It took Caressa Cameron four tries to become Miss Virginia, but once she nailed the state title last year, it's easy to see how she went on to capture the glittery Miss America crown in Las Vegas on Jan. 30.
This was one poised, smart, candid and effervescent young woman who sat down to lunch in Washington Monday with a bunch of strangers, including several reporters and TV producers. Sure, she'd been in D.C. before, to sing the National Anthem at the Washington Nationals' season opener, where she shook hands with President Obama, and to serve as grand marshal of the Cherry Blossom Parade earlier this month.
But Monday's lunch was meant to showcase her in a far more intimate setting -- Cafe Milano's private dining room in Georgetown, and to once again remind those new to the world of Miss America and all its state and local pageants that it is not, not, not a beauty contest, because it provides $50 million a year in scholarships for women.
During the meet and greet, where surprisingly no handler hovered about monitoring her every word, Cameron, 22, answered all my questions except one: How much money she thinks she'll earn at paid appearances all over the world during her reign. "I'm not allowed to discuss it," she confided. But it is a sizable chunk of change, especially since the crown comes with an automatic $50,000 scholarship.
Cameron didn't blink, however, when I asked if she thought some day there might be a lesbian Miss America, given that so many other barriers have fallen since the first pageant was held in 1921 as an unapologetic beauty contest to lure tourists to Atlantic City in September.
Call it her reign of candor.
"I don't think someone's ethnicity, someone's religious background, even their sexual orientation has anything to do with their ability to do the job, so I would say yes. It has no bearing on whether they can go to a children's hospital and visit kids."

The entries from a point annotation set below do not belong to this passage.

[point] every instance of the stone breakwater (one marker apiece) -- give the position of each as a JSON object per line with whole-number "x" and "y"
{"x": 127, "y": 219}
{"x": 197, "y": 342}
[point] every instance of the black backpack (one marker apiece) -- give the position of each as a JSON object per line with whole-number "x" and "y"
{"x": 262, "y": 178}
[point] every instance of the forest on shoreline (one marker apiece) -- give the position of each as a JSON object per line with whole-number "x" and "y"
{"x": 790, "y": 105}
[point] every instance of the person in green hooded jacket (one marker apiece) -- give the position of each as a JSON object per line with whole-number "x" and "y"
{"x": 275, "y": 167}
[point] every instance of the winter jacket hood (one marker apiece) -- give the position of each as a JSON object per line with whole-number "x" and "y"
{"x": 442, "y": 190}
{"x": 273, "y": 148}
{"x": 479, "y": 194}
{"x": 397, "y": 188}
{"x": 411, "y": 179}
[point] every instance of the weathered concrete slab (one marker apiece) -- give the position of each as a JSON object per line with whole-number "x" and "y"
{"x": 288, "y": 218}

Cameron was also confident that the judges -- who this year included conservative radio host Rush Limbaugh -- would be willing to make such an equal-opportunity choice. "A lot of time we don't give people enough credit for being open-minded. If you are a judge doing your job, you will choose someone regardless of her political views or sexual orientation. You would hope people's prejudice would not play a role in picking someone for a job as wonderful as Miss America."
No surprise, then, that her platform issue during her Virginia pageant years -- which began at age 14 in the Junior Miss Fredericksburg contest and will continue as Miss A -- remains HIV/AIDS education and prevention for students in middle and high school. Having lost an uncle to AIDS when she was just 8, Cameron wanted a teenager's bully pulpit from which to reach kids who might not listen to adults.
No surprise either that during a public interview before her state victory last June, she declared that the separation of church and state trumped her personal religious belief that marriage should be between a man and woman. "But I don't believe we should legislate against gay marriage. One doesn't de-solidify the other."
That is what a modern Miss America, and a would-be TV anchor, sounds like.
I got my first glimpse into the parallel universe of pageantry back in 1986, when Miss A was still based on the Jersey shore (it moved to Vegas in 2006). It was from the contestants that I first heard of a profession known as "personal trainer," learned that the "girls" routinely used Preparation H hemorrhoid cream to deflate puffy eye bags, slathered Vaseline on their teeth for a shinier smile and kept their swimsuits from riding up by spraying their butts with the same stuff football players used to keep a grip on the pigskin. One contestant who failed to place in the top 10 that year revealed she'd blithely enthused to judges that "'the women of America are going to take the country by storm. There are 49 women running for office and by the year 2000 half of the people in medical, law and other professional schools will be women.' I don't think that went over to big," she said. I kept a close eye on the 1993 winner, Leanza Cornett, who broke new ground as an advocate for children with AIDS; she also broke the physical stereotype by being a petite brunette, not a statuesque blond.
Cameron, too, is a tiny and dark-haired, just 5-foot-4 and maybe a size 0. But she was also the only one at lunch who ordered two entrees, one of them a bowl of pasta. Although her family is still in Virginia, her only visit home since winning 10 weeks ago was at Easter, and she won't have another day off until Thanksgiving. She jokes that her base is "two suitcases and a carry-on bag."
Occasionally, however, her boyfriend, who coaches football and basketball at their old high school, and who gave her the dazzling crown pendant she wears -- it's made of crystals, not diamonds, she says -- will meet her for dinner if she is appearing locally. And might those evenings turn into conjugal visits?
"No, no, no, no."
Silly me. What ever was I thinking? Sex is so not part of the job.